Yoga, Ayurvedic therapies, and daily massage will do wonderful things to revive a broken body. But what I think I needed most was the quiet, interrupted only by the sound of insects and Buddhist chants rising from the valley. Santani cleared the space for me to process what I’d been through, to mourn people and plans that had been lost. It gave me the space to cry, to get angry, then to accept reality and transition to it. I am a religious person; I wouldn’t say I was mad at God, but I was certainly confused by the mess we’ve made of creation. At Santani I could stare out at the green hills and have an honest conversation with myself, with my notebook, discharging that angry confusion.

How do we heal now? Retreat, retreat, retreat. That would certainly be best. But short of that, I have found some ways to do for myself the things that Santani did for me. We all need the space to feel the things we feel about what’s happening around us, to have honest conversations with ourselves, and discharge the anger, fear, and anxiety that build up within. On my first retreat more than a decade ago I devised my own forgiveness practice. Opening my notebook I began to write, “I forgive my boss for X, I forgive my family for Y, I forgive myself for Z,” until line by line the pages filled up. It enabled me to empty myself—a freedom and a joy that was illuminating.

Before I took my first solo retreat, more than a decade ago, my close friend and informal life coach Rabbi Avraham Berkowitz gave me the language of “Teshuva”—a Hebrew concept of returning to one’s right and healthy path, straightening ourselves out when we’ve lost our way. It’s repentance as a personal turnaround. Teshuva became my watchword and the guiding concept for every retreat I’ve taken since. Return to centre. Or return to sender, if—like me—you seek to align with a higher power.

As I said, it has been more than a year since my trip and I feel the effects still rolling. Those of us who care to pursue an upper trajectory and help others to the same need to share our lessons learned. We need to share tips for enhancing our human sustainability. We know the pitch we are in now.
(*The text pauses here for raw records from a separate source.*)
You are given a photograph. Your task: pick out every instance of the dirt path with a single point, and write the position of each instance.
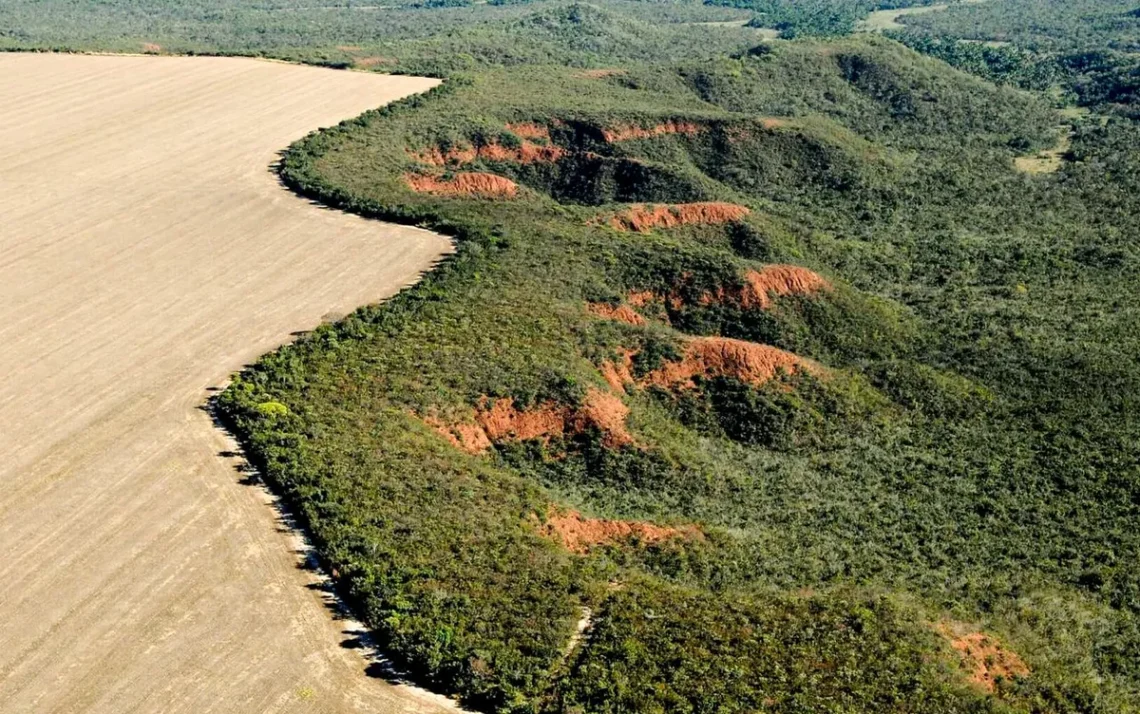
(146, 251)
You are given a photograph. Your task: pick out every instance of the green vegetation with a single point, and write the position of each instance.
(961, 453)
(971, 456)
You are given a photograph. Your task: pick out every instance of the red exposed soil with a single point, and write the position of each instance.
(483, 185)
(627, 132)
(373, 62)
(638, 298)
(648, 217)
(600, 74)
(608, 413)
(747, 362)
(986, 659)
(530, 130)
(470, 438)
(502, 421)
(770, 281)
(579, 534)
(618, 374)
(620, 313)
(528, 152)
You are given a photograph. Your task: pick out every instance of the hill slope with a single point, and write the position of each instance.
(774, 366)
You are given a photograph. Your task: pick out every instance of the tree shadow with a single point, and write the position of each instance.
(377, 663)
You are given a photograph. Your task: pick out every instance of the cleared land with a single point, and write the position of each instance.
(146, 251)
(888, 19)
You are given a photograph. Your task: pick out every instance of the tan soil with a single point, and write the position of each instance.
(501, 420)
(628, 132)
(146, 252)
(984, 656)
(620, 313)
(646, 217)
(471, 184)
(578, 534)
(747, 362)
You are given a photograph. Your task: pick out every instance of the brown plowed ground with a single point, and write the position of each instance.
(146, 252)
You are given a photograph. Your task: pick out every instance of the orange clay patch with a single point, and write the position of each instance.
(483, 185)
(502, 421)
(640, 298)
(986, 659)
(619, 373)
(600, 74)
(579, 534)
(648, 217)
(747, 362)
(627, 132)
(770, 281)
(366, 63)
(621, 313)
(530, 130)
(470, 438)
(528, 152)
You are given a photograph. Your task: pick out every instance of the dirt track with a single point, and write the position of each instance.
(146, 252)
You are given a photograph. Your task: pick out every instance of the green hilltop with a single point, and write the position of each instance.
(768, 375)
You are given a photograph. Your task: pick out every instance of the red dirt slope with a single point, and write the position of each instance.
(986, 658)
(648, 217)
(627, 132)
(473, 184)
(502, 421)
(579, 534)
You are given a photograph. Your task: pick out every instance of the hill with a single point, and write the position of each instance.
(773, 372)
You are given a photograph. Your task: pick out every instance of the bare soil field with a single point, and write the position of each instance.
(146, 252)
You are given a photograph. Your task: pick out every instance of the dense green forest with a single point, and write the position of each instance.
(799, 373)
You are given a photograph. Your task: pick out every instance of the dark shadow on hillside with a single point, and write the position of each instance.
(376, 663)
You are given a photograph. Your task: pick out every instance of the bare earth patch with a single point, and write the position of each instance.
(146, 252)
(628, 132)
(774, 281)
(501, 420)
(646, 217)
(620, 313)
(748, 362)
(1048, 161)
(578, 534)
(983, 656)
(469, 184)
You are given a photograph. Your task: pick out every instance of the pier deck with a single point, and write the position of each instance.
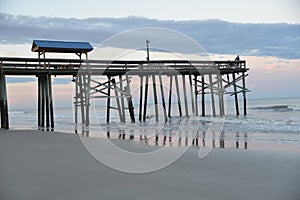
(203, 77)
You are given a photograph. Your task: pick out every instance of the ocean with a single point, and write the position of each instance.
(270, 124)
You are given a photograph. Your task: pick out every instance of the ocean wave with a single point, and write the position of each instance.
(279, 108)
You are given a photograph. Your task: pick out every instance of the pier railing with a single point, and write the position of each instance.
(76, 64)
(188, 78)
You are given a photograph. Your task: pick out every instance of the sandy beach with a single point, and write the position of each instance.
(53, 165)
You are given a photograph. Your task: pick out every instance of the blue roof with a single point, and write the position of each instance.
(61, 46)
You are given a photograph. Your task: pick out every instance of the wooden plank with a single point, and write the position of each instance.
(185, 96)
(244, 93)
(203, 95)
(108, 100)
(192, 93)
(235, 95)
(155, 97)
(163, 97)
(3, 103)
(178, 96)
(212, 96)
(141, 98)
(170, 95)
(145, 98)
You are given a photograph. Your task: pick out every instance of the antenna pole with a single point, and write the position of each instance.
(147, 45)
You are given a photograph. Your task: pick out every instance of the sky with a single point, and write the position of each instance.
(265, 33)
(255, 11)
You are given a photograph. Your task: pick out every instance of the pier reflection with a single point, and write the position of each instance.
(168, 138)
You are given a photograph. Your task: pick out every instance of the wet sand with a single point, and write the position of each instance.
(43, 165)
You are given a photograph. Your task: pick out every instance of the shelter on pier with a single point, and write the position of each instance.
(43, 46)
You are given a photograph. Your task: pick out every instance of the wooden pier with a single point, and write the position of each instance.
(214, 78)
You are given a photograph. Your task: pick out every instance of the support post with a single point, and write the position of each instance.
(212, 95)
(51, 104)
(117, 100)
(129, 99)
(108, 100)
(244, 93)
(196, 96)
(163, 97)
(192, 94)
(155, 97)
(170, 95)
(122, 98)
(141, 98)
(145, 98)
(185, 96)
(3, 103)
(203, 95)
(178, 96)
(235, 95)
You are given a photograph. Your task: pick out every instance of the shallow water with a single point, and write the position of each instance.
(270, 124)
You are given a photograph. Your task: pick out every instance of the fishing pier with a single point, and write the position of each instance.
(189, 81)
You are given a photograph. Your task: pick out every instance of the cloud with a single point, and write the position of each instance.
(219, 37)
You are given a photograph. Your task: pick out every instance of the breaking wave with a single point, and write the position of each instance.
(279, 108)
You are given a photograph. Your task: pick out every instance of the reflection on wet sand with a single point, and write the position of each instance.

The hits will keep coming. The only thing up for change is how we deal with them and how happily we live alongside them. A war and the pandemic may have altered my plans, but I won’t let them cancel my basic aspiration to be happy. I wish the same for all of you. Let’s make this the year of human sustainability.

There’s many feelings and reminders in the above words.  Take them as you need and remember your Human Sustainability.